23 Ağustos 2010 Pazartesi

Dokuzuncu Hariciye Koğuşu-Peyami Safa

Hep sevdim, hep sevdim. Peyami Safa'yı da diğer kitapları gibi bunu da sevdim. Bu sebeple bilmiyorum kaçıncı kez okuduğum bu kitabı yine yavaş yavaş okudum. Bunda Safa'nın dilini, tasvirlerini sevmemin dışında bir de acısını sevişim var, sanırım. Gerçek bir derdin en yalın haliyle aktarılmasını sevmemek mümkün değil. Bir de her bölümün başında, başlık ile yazı arasındaki cümleleri çok seviyorum. Bölümü özetleyip, sıkıştırıp yazmış.

Konusuna değinmeye gerek görmüyorum. Herkesin okumuş olduğunu düşünüyorum. İlkokulda okumayanlara ortaokulda zorla okutuyorlardı zaten. Bunların hepsinden kaçıp kurtulanlar şimdi utansın kendinden.
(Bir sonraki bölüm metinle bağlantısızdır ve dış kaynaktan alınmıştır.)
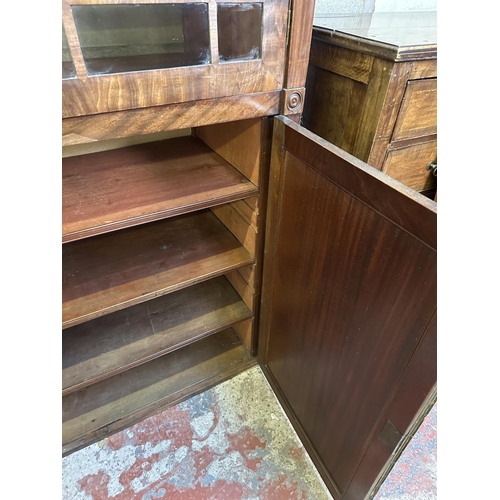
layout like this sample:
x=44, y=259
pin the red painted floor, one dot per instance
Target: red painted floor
x=233, y=442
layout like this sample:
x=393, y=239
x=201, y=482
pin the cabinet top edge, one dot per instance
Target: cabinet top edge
x=394, y=36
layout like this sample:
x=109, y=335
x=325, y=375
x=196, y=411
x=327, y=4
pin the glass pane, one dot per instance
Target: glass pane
x=240, y=31
x=68, y=66
x=121, y=38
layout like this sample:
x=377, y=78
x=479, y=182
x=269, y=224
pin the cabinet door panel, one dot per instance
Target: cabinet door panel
x=136, y=54
x=349, y=290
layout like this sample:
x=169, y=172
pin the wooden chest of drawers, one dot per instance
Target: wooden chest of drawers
x=377, y=101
"Büyük bir hastalık geçirmeyenler, her şeyi anladıklarını iddia edemezler."

"Kendimi, kitapların kahramanlarından daha mühim bulduğum için, okumaktan sıkılıyorum. Istırabımın hodgamlığı mani oluyor."
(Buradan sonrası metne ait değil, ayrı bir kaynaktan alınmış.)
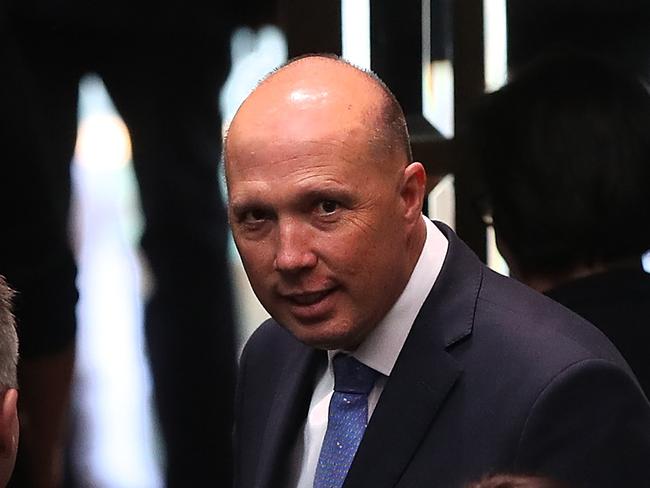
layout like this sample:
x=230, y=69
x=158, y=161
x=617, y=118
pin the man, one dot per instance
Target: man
x=8, y=385
x=473, y=372
x=565, y=153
"Hep gittiler. Yapayalnız. Çıt yok. Odaya şimdiye kadar hiç tanımadığım yabancı bir akşam giriyor. Gittikçe artan karanlık, iki parça eşyayı da benden uzaklaştırıyor ve beni daha yalnız bırakıyor. Odadan gündüz ışığıyla birlikte bana ait her şey çekiliyor: Evime ait hatıralar, kalabalıklar, sevdiklerimin sesleri, bir çok şekiller, hayatımın parçaları, Erenköy, köşk, tren, vapur, fakülte, doktorlar, hastabakıcılar, hayatın gürültüleri, şehir, gündüzün sesleri, her şey uzaklaşıyor. İçimde bir boşluk. Garip ve büyük bir his, derinliklerime doğru kaçıyor, gizleniyor. Ruhum karaltılarla, sessiz ve şekilsiz gölgelerle, eşya arkasına saklanan hayaletler gibi kendilerini göstermeden korkutan meçhul varlıklarla dolu."